Thursday, June 15, 2006

Modern Mechanix » 1977: Bally Home Library Computer - Early E-Commerce

Modern Mechanix » 1977: Bally Home Library Computer - Early E-Commerce

This is one of my absolute favorite ‘geek’ blogs. Popular Science, Popular Mechics, Scientific American, National Geopgraphic, all have a long history of publishing interesting information about the future. In fact, they still are. But looking back on some of the articles and pictures they’ve run is wonderfully instructive, both about the perils of the ‘next big thing’ and about the inexorable march of progress.

The article I’ve linked above is about what might actually have been a pretty impressive piece of technology in the late 70’s.

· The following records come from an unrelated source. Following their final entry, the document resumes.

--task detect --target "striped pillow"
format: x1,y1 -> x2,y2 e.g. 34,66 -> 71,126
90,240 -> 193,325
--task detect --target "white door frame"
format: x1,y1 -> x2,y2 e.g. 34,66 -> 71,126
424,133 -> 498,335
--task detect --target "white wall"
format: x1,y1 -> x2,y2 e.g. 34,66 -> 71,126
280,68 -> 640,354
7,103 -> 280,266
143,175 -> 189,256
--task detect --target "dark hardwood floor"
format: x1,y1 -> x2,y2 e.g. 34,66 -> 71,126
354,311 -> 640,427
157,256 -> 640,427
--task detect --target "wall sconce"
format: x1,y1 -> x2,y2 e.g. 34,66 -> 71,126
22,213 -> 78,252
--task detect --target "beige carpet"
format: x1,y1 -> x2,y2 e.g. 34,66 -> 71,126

The fact I don’t remember a thing about it, and a similar comment by the person who rights this blog, makes me think it never made it much farther than grandiose marketing, lol.

The article/ad I’ve posted here is so wonderfully overblown, and its reminiscent of how limited the computers of the 70’s were, but more importantly how little public understanding of computers there was as well. From the perspective of the e-commerce world of 2006 the first paragraph is wonderfully quaint … “This is the story of an incredible product. So incredible that we know of no future consumer product that will have such a far-reaching technological impact on society.”

As the blog author noted, the refernce to the IBM 5100 is a bit ‘off’ … like comparing apples and elephants. The 5100 was a fully featured terminal, with its own screen and tape drive attached. Part of the reason for the $10000 price tag (or more) of the 5100 was that it was fully functional out of the box, so to speak.

Another interesting ‘dig’ at the 5100 was the talk of a smart computer. Its worth parsing what they said, in relation to the capabilities of the 5100. Essentially, Bally is toting the advantages of hard-wiring over programmable logic circuits, and history shows us which side one out, lol. “A smart computer can complete a function faster and more efficiently because it depends less on the data it gets and more on what it can already do.” Thats just a long-winded way of saying we’ve hard-coded certain functions into wiring. The 5100, on the other hand, boasts generalized functions through software.

At the time, there WAS significant speed advantages to be had by hard-coding finctionality into chip wiring, and making devices that could only do one thing, but very effieciently. Machines like the 5100, and less expensive, ‘garage’ machines like the Altair’s and the Apple’s really did go out on a limb at the time, making machines that were general purpose, sacrificing speed for function. We still see single-purpose … or embedded … chips in things like microwaves and VCR’s and DVD players … but the ship for Bally’s “34 integrated circuits [providing] an internal library of over forty tasks that it performs” sailed long ago in the area of personal computing.

Still, its worth noting the scope of this project, had it fully succeeded. It sounds like it would have been a pretty decent basic e-commerce setup even by today’s standards, and in 1977, that would have been quite the acheivement, IMO. Fascinating idea for sure, and I love looking back at these sorts of things. I think we can learn as much from what hasn’t worked as what has.